Deputy fired after choking man mistaken as carjacking suspect, who later died

Posted at 11:11 AM, Dec 23, 2019

SAN FRANCISCO (AP) — A Northern California sheriff announced Friday he is firing a deputy who used a choke hold on a man, who later died, while officers were investigating a suspected carjacking.

Sonoma County Sheriff Mark Essick said in a video that he found footage of the deputy’s actions “extremely troubling.” The video released by the department includes the body camera footage of the violent encounter between Deputy Charles Blount and David Glen Ward, who had reported his car stolen.

“If you watched the body-worn camera video closely, you may be concerned about what you saw. So was I,” Essick said. “The way Deputy Blount handles the entire situation is extremely troubling. As a result, I’ve served Deputy Blount a notice of termination.”

Ward died the morning of Nov. 27 after two sheriff’s deputies and two Sebastopol police officers mistook him for a stolen car suspect. Ward had reported his green Honda Civic stolen three days earlier by a man who he said pistol-whipped him. He was driving the car when officers tried to pull him over and he refused to stop. When they did eventually pull him over, he did not tell officers he was the vehicle’s owner and Essick said it remains a mystery why he fled from officers.

Ward, who has a blackened left eye, can be heard on the video asking officers “why are you (expletive) harassing me all the time?” Moments later Blount can be seen trying to pull Ward out of the car through the window. Ward screams in pain, saying his legs hurt.

Blount then tells fellow officers Ward bit him and he can be seen pulling Ward by his hair, then slamming his head repeatedly against the side of the car while another officer deploys a stun gun on him.

Blount then puts Ward in a choke hold inside the vehicle for several seconds while other officers break the passenger-side window. When they drag Ward out of the car through, he lies listless on the ground as several officers say he is unconscious.

Ward was pronounced dead at a hospital. The coroner is reviewing the case and has not yet determined a cause of death.

Essick said in an interview Friday that Blount violated several department policies, including use of force, stopping high-risk vehicles, the hostage and barricade procedure and firearms policy.
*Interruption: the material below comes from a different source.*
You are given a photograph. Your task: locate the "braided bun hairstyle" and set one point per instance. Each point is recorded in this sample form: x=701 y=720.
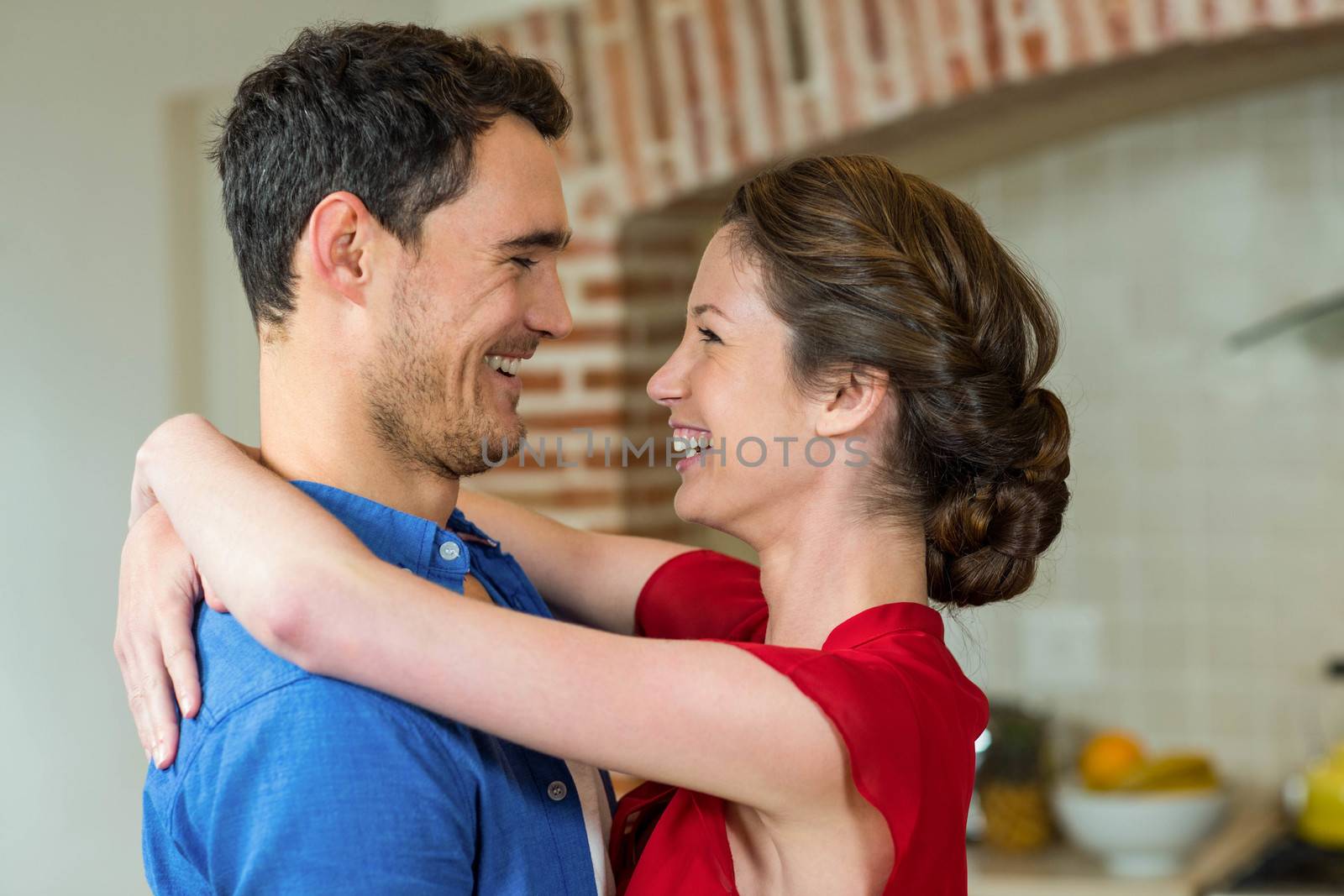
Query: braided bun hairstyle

He said Blount also violated safety rules.

“When I watched that video, it was an aberration. It did not meet the expectations of our sheriff’s department or my expectations,” he said.

Essick said the department will review the conduct of each deputy involved, but its investigation began with Blount because “his actions were the most egregious.”

The sheriff said Blount has been on paid administrative leave since the incident.

The Sonoma County Deputy Sheriff’s Association did not respond to a request to speak on behalf of Blount Friday.

Ward’s half-sister, Catherine Aguilera, has said her brother used drugs and had health issues that began 20 years ago when a drunken driver hit him while he was riding a motorcycle, including chronic obstructive pulmonary disease and a heart condition. Aguilera said Ward had to carry an oxygen tank and use a walker or a wheelchair.